Blue & Green Trails

OARS' vision:
• The Rivers should be navigable by canoes and kayaks, have good access, and have safe passage around the dams.
• A system of trails should allow hikers, anglers, and naturalist access to river banks and surrounding conservation lands

Blue & Green Trails along the Assabet River

This project - a cooperative trail project between OARS, the towns of Acton and Maynard, and the DCR's Recreational Trails Program - moves OARS' vision closer to reality. The project includes a handicapped-friendly kayak dock at Ice House Landing in Maynard and a new walking trail connecting Acton and Maynard along the shore of the Assabet River.
A handicapped-friendly dock and kayak launch has been installed at Maynard's Ice House Landing.
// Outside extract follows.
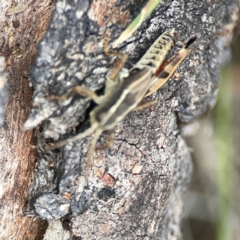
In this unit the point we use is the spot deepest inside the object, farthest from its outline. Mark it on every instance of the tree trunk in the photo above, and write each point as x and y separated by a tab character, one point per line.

The dock is conveniently located next to a newly-completed section of the Assabet River Rail Trail and parking area at the end of Winter Street in Maynard. From Ice house Landing it is a scenic five-mile paddle (one way) upstream to Route 62/Gleasondale in Stow. Or put in at Gleasondale and paddle the easy way downstream to Maynard! (visit OARS Recreational Map)
The new trail in Acton is being built along the west side of the Assabet River between Old High and Parker Streets. It will have access points at each end, including a small gravel parking lot and interpretive signs. Several boardwalks and small bridges will span the boggy sections of the trail and there will be a boardwalk to the edge of the river overlooking the historic Powder Mill dam site. The construction is largely a volunteer effort of groups including the Acton Land Stewards, the Boy Scouts, and Acton/Boxborough students, and High Rock Church, with the oversight and support of Acton Natural Resource Department. Trail Map.

A financial partnership between the Recreational Trails Program of the Massachusetts Department of Conservation and Recreation (DCR), OARS, and the towns of Acton and Maynard made this project a reality.

Trees down!
Paddlers may encounter trees that have fallen into the river, partially or completely blocking their passage. As long as you can safely paddle around the tree branches, they may be left undisturbed to provide habitat to turtles, fish and other river life.

Where tree branches and trunks fully block the river, they pose a hazard to paddlers. Do not paddle near the trees in high/rapidly flowing water to avoid being trapped in "strainers". Please report the blockage to your local Conservation Commission and/or OARS, complete with a map or other way to identify the location.